Akhhh.. Ca kangen saat2 kita masih kecil dulu, sering liburan bareng2, di titipin ma mama papa nya di rumah emak tar di jemput lagi kalo liburan dah berakhir (dulu liburnya sebulan loh..). Sekarang kakak2 sepupu ca dah pada gede, dah punya keluarga sendiri. Ade2 ica juga ga ngalamin liburan ke sana, dulu kan yang dikirim cuma satu soalnya maksud laen di kirim liburan itu biar ga beranteman mulu ma ade nya. hehehe.. jarak ica ama ade2 sepupu juga mayan jauh, jadi ga begitu deket. Mereka ga ngalamin liburan bareng2 di rumah alm emak. Paling ketemu pas lebaran, trus cerita2 pengalaman seru kita waktu kecil itu ke anak2nya..

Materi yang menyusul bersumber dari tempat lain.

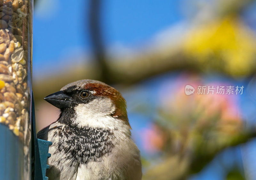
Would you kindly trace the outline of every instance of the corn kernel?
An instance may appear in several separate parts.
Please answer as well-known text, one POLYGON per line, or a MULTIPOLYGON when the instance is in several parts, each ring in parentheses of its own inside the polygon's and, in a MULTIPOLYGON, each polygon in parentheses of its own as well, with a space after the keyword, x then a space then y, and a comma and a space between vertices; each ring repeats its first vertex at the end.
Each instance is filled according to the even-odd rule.
POLYGON ((18 127, 16 126, 15 126, 14 127, 14 129, 13 129, 13 133, 14 134, 17 136, 19 136, 19 134, 20 134, 20 131, 19 130, 18 127))
POLYGON ((0 80, 0 89, 4 87, 4 82, 0 80))
POLYGON ((0 116, 0 123, 4 123, 6 121, 6 118, 3 116, 0 116))

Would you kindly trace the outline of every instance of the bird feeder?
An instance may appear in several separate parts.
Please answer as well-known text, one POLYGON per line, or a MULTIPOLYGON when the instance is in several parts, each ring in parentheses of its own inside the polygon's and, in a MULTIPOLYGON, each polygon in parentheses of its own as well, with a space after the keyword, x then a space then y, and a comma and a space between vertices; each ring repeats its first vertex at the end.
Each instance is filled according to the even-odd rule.
POLYGON ((33 0, 0 0, 0 179, 47 179, 31 89, 33 0))

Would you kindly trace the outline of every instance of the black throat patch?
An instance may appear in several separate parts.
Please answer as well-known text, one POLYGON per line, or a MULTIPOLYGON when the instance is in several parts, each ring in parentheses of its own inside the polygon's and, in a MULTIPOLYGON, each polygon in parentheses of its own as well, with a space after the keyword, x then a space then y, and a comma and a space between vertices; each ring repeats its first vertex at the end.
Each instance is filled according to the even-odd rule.
POLYGON ((60 137, 57 148, 67 158, 86 163, 100 161, 102 156, 111 152, 114 136, 110 129, 81 128, 70 124, 64 126, 64 128, 56 127, 54 136, 60 137))

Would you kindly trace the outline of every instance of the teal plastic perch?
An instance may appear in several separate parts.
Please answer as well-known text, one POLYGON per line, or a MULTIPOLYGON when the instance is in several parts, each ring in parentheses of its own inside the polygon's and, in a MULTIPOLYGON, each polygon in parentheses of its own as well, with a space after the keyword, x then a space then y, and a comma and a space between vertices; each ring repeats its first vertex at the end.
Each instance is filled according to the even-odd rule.
POLYGON ((47 180, 48 177, 46 176, 46 170, 50 167, 47 164, 47 160, 51 156, 51 154, 48 152, 49 146, 52 145, 52 143, 51 141, 36 138, 35 104, 33 92, 31 94, 31 109, 33 132, 32 157, 32 162, 33 162, 32 166, 32 179, 35 180, 47 180))

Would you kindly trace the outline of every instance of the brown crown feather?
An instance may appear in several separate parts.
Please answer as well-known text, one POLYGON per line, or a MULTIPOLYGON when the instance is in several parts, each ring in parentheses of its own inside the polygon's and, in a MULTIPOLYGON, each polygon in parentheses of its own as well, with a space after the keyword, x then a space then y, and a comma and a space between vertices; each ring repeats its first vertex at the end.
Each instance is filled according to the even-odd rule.
POLYGON ((109 98, 115 104, 116 108, 114 112, 111 114, 111 116, 124 121, 131 129, 127 115, 126 101, 119 92, 104 84, 88 83, 84 87, 85 90, 93 91, 94 95, 109 98))

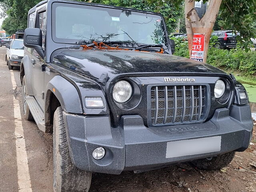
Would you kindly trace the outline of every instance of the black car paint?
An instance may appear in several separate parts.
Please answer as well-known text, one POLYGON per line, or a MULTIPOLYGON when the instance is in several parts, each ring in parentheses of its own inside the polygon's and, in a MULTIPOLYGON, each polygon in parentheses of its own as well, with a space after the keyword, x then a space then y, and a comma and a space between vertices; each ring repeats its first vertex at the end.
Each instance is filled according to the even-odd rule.
MULTIPOLYGON (((56 2, 84 4, 50 0, 48 10, 51 10, 52 4, 56 2)), ((30 12, 34 10, 34 8, 30 12)), ((70 44, 56 43, 49 37, 51 37, 51 14, 48 12, 48 37, 43 64, 44 68, 48 69, 47 73, 42 72, 44 73, 46 94, 45 106, 42 109, 47 114, 50 101, 48 94, 52 94, 53 88, 56 90, 54 94, 60 100, 62 98, 63 100, 75 100, 75 105, 74 103, 70 104, 72 102, 63 102, 62 104, 66 109, 63 114, 69 149, 73 154, 72 162, 77 167, 89 171, 119 174, 123 170, 159 168, 234 150, 242 151, 248 147, 252 127, 250 106, 233 104, 235 98, 238 98, 235 88, 242 88, 232 77, 212 66, 170 54, 67 48, 70 44), (105 85, 98 82, 104 72, 107 73, 109 77, 105 85), (60 80, 55 80, 56 76, 60 80), (147 86, 167 85, 164 77, 172 76, 193 76, 196 80, 194 84, 209 85, 208 95, 210 100, 208 101, 211 107, 204 123, 157 128, 147 126, 147 86), (222 104, 215 98, 213 91, 215 83, 220 78, 228 81, 231 88, 229 99, 222 104), (142 93, 138 104, 129 110, 118 107, 112 94, 115 83, 122 79, 134 82, 142 93), (72 92, 68 91, 65 85, 58 84, 60 82, 69 83, 67 82, 70 84, 67 85, 73 86, 75 90, 73 89, 72 92), (86 108, 84 97, 97 96, 104 98, 105 107, 86 108), (196 128, 194 131, 191 130, 192 126, 196 128), (223 136, 223 146, 219 152, 170 159, 166 158, 163 152, 166 150, 167 142, 218 135, 223 136), (97 161, 93 159, 91 154, 99 146, 104 147, 107 153, 103 159, 97 161)), ((25 74, 26 80, 29 82, 26 76, 30 72, 31 65, 28 66, 30 61, 26 56, 22 61, 26 62, 25 74)), ((45 120, 46 125, 49 125, 47 124, 50 122, 50 117, 46 115, 45 120)))
POLYGON ((66 50, 53 56, 53 63, 98 79, 104 72, 116 76, 143 72, 148 75, 182 73, 224 74, 210 65, 168 54, 133 50, 66 50))

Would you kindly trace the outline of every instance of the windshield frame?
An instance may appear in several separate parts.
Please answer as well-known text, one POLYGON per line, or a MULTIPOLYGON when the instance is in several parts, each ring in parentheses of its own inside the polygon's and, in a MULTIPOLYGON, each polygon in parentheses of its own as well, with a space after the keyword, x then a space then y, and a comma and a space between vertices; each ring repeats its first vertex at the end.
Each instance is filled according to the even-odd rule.
MULTIPOLYGON (((169 41, 168 39, 168 35, 167 32, 167 27, 166 26, 166 24, 165 23, 164 19, 162 16, 160 14, 157 13, 154 13, 153 12, 150 12, 148 11, 145 11, 143 10, 140 10, 134 9, 130 9, 130 8, 126 8, 122 7, 115 7, 113 6, 110 6, 105 5, 101 5, 100 4, 91 4, 91 3, 68 3, 66 2, 54 2, 52 4, 52 33, 51 33, 51 36, 52 38, 53 41, 56 43, 63 43, 65 44, 70 44, 73 45, 76 44, 80 44, 78 43, 76 43, 76 42, 78 42, 79 41, 81 41, 82 40, 81 39, 66 39, 66 38, 57 38, 56 36, 56 8, 58 6, 66 6, 66 7, 71 7, 74 8, 81 8, 83 6, 86 6, 86 8, 88 8, 88 9, 98 9, 98 8, 99 10, 102 10, 104 9, 104 8, 109 8, 109 9, 118 9, 121 10, 127 10, 128 11, 132 11, 134 12, 136 12, 138 13, 141 13, 142 14, 146 14, 149 15, 153 15, 153 16, 159 16, 161 17, 161 20, 162 20, 162 22, 163 22, 163 30, 164 30, 163 31, 163 35, 164 35, 164 40, 165 41, 164 44, 165 46, 163 46, 163 48, 165 50, 168 50, 170 45, 169 45, 169 41)), ((140 42, 139 42, 140 43, 140 42)))

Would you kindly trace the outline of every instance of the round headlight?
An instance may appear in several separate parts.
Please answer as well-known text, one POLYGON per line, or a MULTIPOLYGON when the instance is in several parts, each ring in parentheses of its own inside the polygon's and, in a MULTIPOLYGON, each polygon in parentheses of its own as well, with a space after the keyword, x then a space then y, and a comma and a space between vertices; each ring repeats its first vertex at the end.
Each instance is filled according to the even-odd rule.
POLYGON ((214 96, 217 99, 221 97, 226 90, 225 83, 222 80, 219 80, 217 81, 214 88, 214 96))
POLYGON ((126 81, 120 81, 115 84, 113 90, 113 97, 116 102, 124 103, 132 96, 131 84, 126 81))

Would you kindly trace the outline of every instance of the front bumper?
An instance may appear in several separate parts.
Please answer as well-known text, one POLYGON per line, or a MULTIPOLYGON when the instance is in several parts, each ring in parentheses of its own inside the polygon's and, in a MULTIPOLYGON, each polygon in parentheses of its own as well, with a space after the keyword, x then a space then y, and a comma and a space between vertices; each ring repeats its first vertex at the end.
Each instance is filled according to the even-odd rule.
POLYGON ((9 61, 11 66, 20 66, 21 59, 10 59, 9 61))
MULTIPOLYGON (((80 169, 120 174, 124 170, 146 170, 211 157, 248 146, 253 127, 249 105, 216 110, 203 123, 148 128, 138 115, 124 116, 120 126, 111 127, 108 116, 83 116, 64 112, 73 163, 80 169), (167 142, 221 137, 220 150, 166 158, 167 142), (92 157, 99 147, 106 151, 100 160, 92 157)), ((183 147, 186 147, 183 146, 183 147)))

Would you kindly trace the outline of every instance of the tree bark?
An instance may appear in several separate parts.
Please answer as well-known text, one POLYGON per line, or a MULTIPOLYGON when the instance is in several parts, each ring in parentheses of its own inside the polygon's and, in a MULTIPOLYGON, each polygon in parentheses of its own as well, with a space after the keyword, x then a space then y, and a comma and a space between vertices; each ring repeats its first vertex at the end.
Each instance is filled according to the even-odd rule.
POLYGON ((194 34, 203 34, 205 37, 203 62, 206 62, 210 39, 222 1, 222 0, 210 0, 205 14, 200 19, 195 9, 195 0, 185 0, 186 28, 190 58, 194 34))

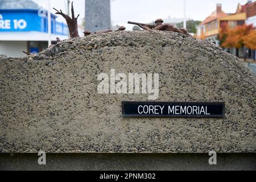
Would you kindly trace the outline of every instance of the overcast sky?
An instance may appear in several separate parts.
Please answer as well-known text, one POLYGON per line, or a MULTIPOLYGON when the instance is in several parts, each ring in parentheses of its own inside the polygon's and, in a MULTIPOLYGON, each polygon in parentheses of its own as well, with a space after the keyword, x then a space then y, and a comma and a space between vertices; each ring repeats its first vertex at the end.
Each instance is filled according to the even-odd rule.
MULTIPOLYGON (((47 8, 47 0, 33 0, 40 6, 47 8)), ((72 0, 71 0, 72 1, 72 0)), ((73 0, 76 14, 79 19, 84 17, 85 0, 73 0)), ((216 9, 216 3, 222 5, 225 13, 233 13, 237 4, 243 5, 247 0, 186 0, 186 15, 188 18, 203 20, 216 9)), ((67 10, 67 0, 51 0, 51 6, 67 10)), ((127 24, 128 20, 150 23, 156 18, 168 17, 183 18, 183 0, 110 0, 111 20, 112 25, 125 26, 130 30, 133 26, 127 24)), ((53 10, 52 13, 55 13, 53 10)), ((62 17, 60 21, 64 21, 62 17)))

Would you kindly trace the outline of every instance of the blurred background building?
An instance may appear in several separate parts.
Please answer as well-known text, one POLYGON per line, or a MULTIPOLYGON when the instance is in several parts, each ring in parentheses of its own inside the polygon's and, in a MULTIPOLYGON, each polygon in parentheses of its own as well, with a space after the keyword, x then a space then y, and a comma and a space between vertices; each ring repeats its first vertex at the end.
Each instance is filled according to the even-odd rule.
MULTIPOLYGON (((52 42, 68 38, 67 26, 51 14, 52 42)), ((0 54, 21 57, 48 47, 47 11, 31 0, 0 0, 0 54)))
MULTIPOLYGON (((256 2, 248 1, 241 5, 238 3, 234 13, 226 13, 222 10, 221 4, 217 4, 216 10, 203 21, 197 27, 197 37, 209 40, 221 46, 220 32, 225 24, 229 29, 243 24, 256 26, 256 2)), ((239 57, 255 60, 255 51, 248 48, 228 48, 226 51, 239 57), (246 53, 245 53, 245 52, 246 53), (245 53, 246 55, 245 55, 245 53)))

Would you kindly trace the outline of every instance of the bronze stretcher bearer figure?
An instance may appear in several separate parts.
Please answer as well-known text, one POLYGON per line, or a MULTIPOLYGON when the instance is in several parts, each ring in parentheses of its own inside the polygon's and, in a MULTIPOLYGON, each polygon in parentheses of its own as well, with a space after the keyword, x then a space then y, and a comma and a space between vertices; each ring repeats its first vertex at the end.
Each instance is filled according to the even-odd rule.
POLYGON ((188 33, 187 30, 184 28, 177 28, 174 27, 172 25, 168 23, 163 23, 163 20, 162 19, 158 18, 155 21, 155 26, 151 24, 147 24, 140 23, 136 22, 128 22, 128 23, 134 24, 138 25, 141 28, 148 30, 162 30, 162 31, 168 31, 170 32, 174 32, 177 33, 181 33, 183 34, 185 34, 187 35, 191 36, 188 33))

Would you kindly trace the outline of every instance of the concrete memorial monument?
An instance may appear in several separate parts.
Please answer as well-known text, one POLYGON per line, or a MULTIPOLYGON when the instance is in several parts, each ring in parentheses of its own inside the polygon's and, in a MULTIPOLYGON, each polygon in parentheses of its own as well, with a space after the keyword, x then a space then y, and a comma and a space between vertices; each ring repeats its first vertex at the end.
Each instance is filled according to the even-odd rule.
POLYGON ((71 39, 1 57, 0 81, 1 153, 256 150, 255 74, 186 35, 71 39))

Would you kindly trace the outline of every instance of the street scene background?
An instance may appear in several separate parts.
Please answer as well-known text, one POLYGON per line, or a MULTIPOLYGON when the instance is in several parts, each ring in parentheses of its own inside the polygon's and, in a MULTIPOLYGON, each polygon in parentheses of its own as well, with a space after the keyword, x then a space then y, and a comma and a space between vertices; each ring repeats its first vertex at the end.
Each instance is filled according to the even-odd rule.
MULTIPOLYGON (((97 0, 102 13, 94 13, 93 1, 73 1, 79 34, 121 26, 126 31, 142 30, 129 20, 154 24, 156 18, 177 28, 185 28, 192 36, 221 46, 256 72, 256 2, 243 0, 124 1, 97 0), (101 22, 96 26, 94 22, 101 22)), ((94 1, 94 3, 96 2, 94 1)), ((1 0, 0 54, 26 56, 37 53, 51 44, 69 38, 65 19, 53 8, 71 14, 71 1, 1 0), (51 12, 51 35, 47 12, 51 12)), ((98 12, 97 11, 97 12, 98 12)))

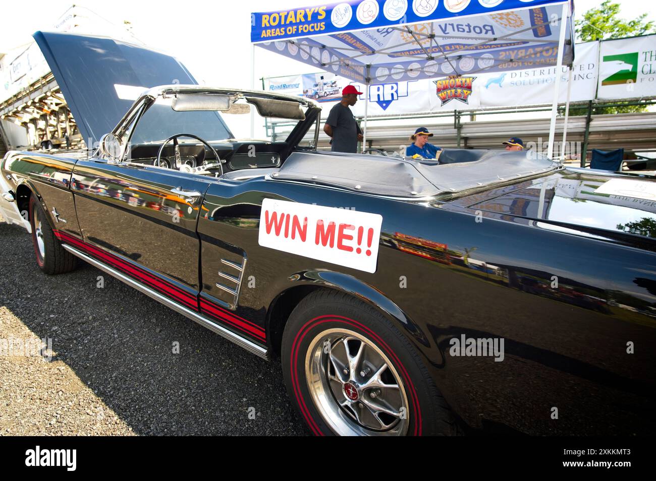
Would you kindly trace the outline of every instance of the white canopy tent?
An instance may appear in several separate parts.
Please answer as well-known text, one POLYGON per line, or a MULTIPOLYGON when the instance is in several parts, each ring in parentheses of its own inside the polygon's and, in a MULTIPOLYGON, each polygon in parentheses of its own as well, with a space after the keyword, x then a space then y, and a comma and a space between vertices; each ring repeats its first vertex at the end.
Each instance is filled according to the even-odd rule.
MULTIPOLYGON (((457 98, 477 73, 555 66, 550 158, 560 72, 574 58, 573 12, 573 0, 345 0, 251 14, 251 39, 364 83, 365 102, 373 84, 434 79, 457 98)), ((366 129, 365 104, 363 145, 366 129)))

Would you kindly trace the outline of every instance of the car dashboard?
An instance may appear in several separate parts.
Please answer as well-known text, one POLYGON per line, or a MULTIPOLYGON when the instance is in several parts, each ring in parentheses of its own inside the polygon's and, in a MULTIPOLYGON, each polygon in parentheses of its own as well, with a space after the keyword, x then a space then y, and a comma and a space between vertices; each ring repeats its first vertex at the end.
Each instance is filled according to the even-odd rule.
POLYGON ((179 144, 180 163, 176 166, 173 145, 165 146, 157 166, 157 157, 161 144, 134 145, 128 151, 127 159, 132 163, 157 166, 163 168, 178 170, 188 173, 216 175, 220 169, 224 172, 249 168, 275 168, 282 163, 282 155, 287 147, 283 142, 230 142, 211 143, 218 154, 214 153, 199 142, 179 144))

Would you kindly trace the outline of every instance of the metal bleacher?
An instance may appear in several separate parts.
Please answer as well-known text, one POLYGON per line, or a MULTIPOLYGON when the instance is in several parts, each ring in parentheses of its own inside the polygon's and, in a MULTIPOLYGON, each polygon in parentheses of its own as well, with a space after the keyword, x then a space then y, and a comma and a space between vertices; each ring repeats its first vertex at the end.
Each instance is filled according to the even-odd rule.
MULTIPOLYGON (((512 117, 506 114, 506 117, 512 117)), ((430 142, 443 147, 465 149, 499 149, 502 143, 510 136, 520 137, 524 144, 533 143, 539 147, 540 143, 546 144, 549 137, 549 119, 522 119, 504 120, 470 121, 469 114, 461 116, 460 128, 454 123, 453 117, 449 123, 443 117, 440 123, 436 123, 428 117, 419 117, 413 125, 426 126, 434 136, 430 142)), ((360 120, 360 119, 358 119, 360 120)), ((556 142, 560 142, 564 119, 556 119, 556 142)), ((570 148, 577 149, 573 153, 580 155, 584 143, 586 117, 584 115, 570 117, 568 121, 567 142, 570 148), (572 143, 572 144, 570 144, 572 143)), ((323 128, 325 119, 321 119, 323 128)), ((280 123, 270 126, 277 138, 284 138, 291 129, 287 123, 280 123)), ((367 147, 386 151, 398 151, 401 145, 409 144, 409 137, 414 127, 403 119, 403 123, 390 125, 389 120, 382 118, 369 119, 367 128, 367 147), (387 121, 381 122, 380 121, 387 121)), ((308 132, 304 141, 311 142, 314 130, 308 132)), ((320 130, 319 136, 319 149, 329 149, 329 138, 320 130)), ((613 150, 624 148, 625 151, 656 152, 656 113, 620 113, 612 115, 593 115, 590 117, 590 133, 588 139, 587 152, 589 160, 592 149, 613 150)), ((560 152, 560 147, 554 149, 560 152)))

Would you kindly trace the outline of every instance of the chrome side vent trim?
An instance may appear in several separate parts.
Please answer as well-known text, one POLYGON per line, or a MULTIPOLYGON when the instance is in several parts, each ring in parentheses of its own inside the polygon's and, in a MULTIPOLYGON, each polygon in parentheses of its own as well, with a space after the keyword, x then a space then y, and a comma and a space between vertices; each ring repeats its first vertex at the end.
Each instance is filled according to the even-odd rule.
POLYGON ((239 299, 239 291, 241 289, 241 282, 243 280, 244 271, 246 269, 246 256, 242 256, 241 263, 239 263, 228 259, 221 259, 221 263, 225 264, 226 269, 230 271, 237 271, 237 275, 231 274, 230 272, 219 271, 218 275, 226 279, 230 285, 216 282, 215 284, 221 290, 227 292, 232 296, 230 300, 222 299, 226 301, 230 308, 234 311, 237 309, 237 302, 239 299))

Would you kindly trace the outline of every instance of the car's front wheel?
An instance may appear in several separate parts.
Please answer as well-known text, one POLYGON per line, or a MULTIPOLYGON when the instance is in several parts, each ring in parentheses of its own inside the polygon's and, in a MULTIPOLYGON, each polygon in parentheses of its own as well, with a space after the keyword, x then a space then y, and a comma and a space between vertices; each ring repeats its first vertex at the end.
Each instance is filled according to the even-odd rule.
POLYGON ((285 326, 287 391, 318 435, 457 434, 453 414, 408 339, 371 306, 319 290, 285 326))
POLYGON ((37 263, 46 274, 62 274, 75 267, 76 258, 62 246, 48 223, 45 211, 33 195, 30 198, 30 222, 37 263))

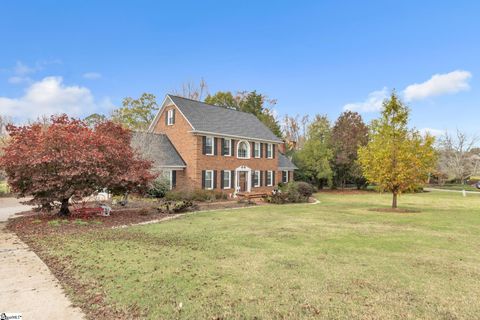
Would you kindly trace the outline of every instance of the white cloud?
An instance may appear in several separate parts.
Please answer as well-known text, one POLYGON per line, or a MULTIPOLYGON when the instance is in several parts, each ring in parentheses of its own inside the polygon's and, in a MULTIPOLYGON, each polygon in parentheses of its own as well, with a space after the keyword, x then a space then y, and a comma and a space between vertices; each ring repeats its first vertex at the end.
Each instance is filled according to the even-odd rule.
POLYGON ((422 128, 418 131, 420 131, 422 135, 426 135, 428 133, 429 135, 434 137, 441 137, 445 134, 445 130, 439 130, 439 129, 433 129, 433 128, 422 128))
POLYGON ((343 106, 343 110, 358 112, 375 112, 382 109, 383 100, 388 97, 388 89, 384 87, 382 90, 373 91, 368 94, 364 102, 348 103, 343 106))
POLYGON ((13 76, 8 78, 8 83, 11 84, 21 84, 21 83, 31 83, 32 79, 30 77, 21 77, 21 76, 13 76))
POLYGON ((17 61, 17 64, 13 68, 13 71, 18 76, 25 76, 27 74, 35 73, 38 71, 38 67, 29 67, 26 64, 22 63, 21 61, 17 61))
POLYGON ((470 72, 463 70, 435 74, 423 83, 409 85, 405 88, 403 94, 406 101, 412 101, 466 91, 470 89, 468 81, 471 77, 472 74, 470 72))
POLYGON ((85 79, 95 80, 95 79, 100 79, 102 75, 98 72, 87 72, 83 74, 83 77, 85 79))
POLYGON ((20 98, 0 97, 0 114, 18 120, 59 113, 80 116, 111 106, 108 99, 96 103, 86 87, 65 85, 62 77, 46 77, 35 82, 20 98))

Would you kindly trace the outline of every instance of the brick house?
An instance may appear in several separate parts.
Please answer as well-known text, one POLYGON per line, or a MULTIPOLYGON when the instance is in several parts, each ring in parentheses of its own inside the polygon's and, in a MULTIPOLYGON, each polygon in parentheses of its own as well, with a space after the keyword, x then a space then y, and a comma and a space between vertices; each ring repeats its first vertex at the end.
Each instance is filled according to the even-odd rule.
POLYGON ((270 192, 296 169, 284 142, 254 115, 173 95, 132 143, 180 190, 270 192))

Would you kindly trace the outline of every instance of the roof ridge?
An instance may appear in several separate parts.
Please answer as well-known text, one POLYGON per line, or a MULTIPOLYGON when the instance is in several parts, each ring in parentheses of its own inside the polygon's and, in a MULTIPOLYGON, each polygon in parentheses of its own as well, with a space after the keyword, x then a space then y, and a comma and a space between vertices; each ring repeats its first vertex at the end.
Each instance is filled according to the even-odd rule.
POLYGON ((203 103, 203 104, 205 104, 205 105, 207 105, 207 106, 210 106, 210 107, 221 108, 222 110, 230 110, 230 111, 236 111, 236 112, 245 113, 245 114, 248 114, 248 115, 252 115, 252 116, 254 116, 254 117, 256 118, 256 116, 255 116, 253 113, 246 112, 246 111, 242 111, 242 110, 237 110, 237 109, 233 109, 233 108, 229 108, 229 107, 227 107, 227 106, 217 106, 217 105, 215 105, 215 104, 206 103, 205 101, 200 101, 200 100, 185 98, 185 97, 177 96, 177 95, 170 94, 170 93, 167 93, 167 95, 168 95, 168 96, 175 97, 175 98, 190 100, 190 101, 197 102, 197 103, 203 103))
POLYGON ((166 136, 166 133, 162 132, 153 132, 153 131, 146 131, 146 130, 132 130, 133 133, 146 133, 146 134, 156 134, 159 136, 166 136))

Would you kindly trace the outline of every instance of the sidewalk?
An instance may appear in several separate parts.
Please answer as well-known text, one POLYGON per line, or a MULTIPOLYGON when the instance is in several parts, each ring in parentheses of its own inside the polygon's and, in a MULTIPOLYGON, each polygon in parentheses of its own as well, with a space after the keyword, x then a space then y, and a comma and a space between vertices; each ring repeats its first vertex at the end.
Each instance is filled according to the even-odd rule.
POLYGON ((23 319, 84 319, 43 261, 5 229, 9 216, 28 210, 6 202, 0 201, 0 313, 21 313, 23 319))

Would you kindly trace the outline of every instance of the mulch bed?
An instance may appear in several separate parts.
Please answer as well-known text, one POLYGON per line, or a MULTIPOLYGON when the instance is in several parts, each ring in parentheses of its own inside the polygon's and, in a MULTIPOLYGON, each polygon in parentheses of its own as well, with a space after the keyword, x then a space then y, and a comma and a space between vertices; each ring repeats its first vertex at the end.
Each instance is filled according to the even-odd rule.
POLYGON ((124 209, 112 210, 110 216, 91 215, 62 218, 56 214, 27 212, 26 214, 10 219, 7 228, 15 232, 22 240, 25 237, 41 237, 49 234, 70 234, 87 232, 93 229, 111 228, 150 220, 162 219, 169 216, 157 210, 124 209))
MULTIPOLYGON (((140 201, 138 201, 140 202, 140 201)), ((95 232, 96 230, 124 226, 141 222, 148 222, 172 216, 168 213, 161 213, 156 210, 156 201, 145 201, 144 203, 129 203, 127 208, 113 205, 110 216, 91 215, 88 217, 75 216, 61 218, 56 214, 38 213, 28 211, 21 216, 10 219, 7 228, 16 233, 22 241, 27 243, 33 251, 45 262, 52 273, 57 277, 68 292, 75 292, 71 299, 75 306, 80 307, 91 319, 121 319, 121 318, 142 318, 142 312, 138 306, 131 306, 128 309, 117 308, 105 301, 105 293, 101 288, 92 290, 94 284, 86 285, 79 282, 68 259, 58 259, 48 252, 48 248, 36 241, 51 235, 78 234, 84 232, 95 232), (137 205, 136 208, 132 206, 137 205), (97 306, 92 308, 92 305, 97 306)), ((237 202, 234 200, 221 202, 200 202, 197 203, 197 210, 217 210, 235 207, 251 206, 249 203, 237 202)), ((70 295, 70 294, 69 294, 70 295)))
POLYGON ((329 194, 372 194, 372 191, 368 190, 357 190, 357 189, 320 189, 319 193, 329 193, 329 194))
MULTIPOLYGON (((7 228, 15 232, 22 240, 50 234, 70 234, 90 230, 112 228, 141 222, 159 220, 171 216, 156 209, 157 201, 132 201, 127 207, 112 205, 110 216, 75 215, 60 217, 52 213, 34 211, 22 212, 20 217, 10 219, 7 228), (135 206, 135 207, 133 207, 135 206)), ((195 211, 218 210, 251 206, 252 203, 227 200, 221 202, 198 202, 195 211)), ((71 209, 73 210, 73 208, 71 209)))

Andai ca punya kantong doraemon, ca pengen balik ke masa2 itu. Masa2 tanpa beban, yang di fikir cuma maen dan seneng2. Masa2 dimana masih ada alm emak yang sayang banget ma ica, ca deket bgt ma emak, ca lebih sering cerita ma emak daripada ama mama sampe2 dulu ca befikiran cuma emak yang sayang ica. Hhhh bener2 fikiran anak kecil.. Emak ca kangen.. ca kangen cerita.. ca kangen kita godain lagi bapak datuk kaya dulu.. ca kangen di peluk emak lagi.. Ya Allah.. Ya Rab Yang Maha Agung, Yang Maha Penuh Kasih Sayang dan Maha Bijaksana, Hamba mohon kepada Mu.. Semoga Kau menempatkan emak ku tersayang di tempat yang paling layak di sisiMu. Amin..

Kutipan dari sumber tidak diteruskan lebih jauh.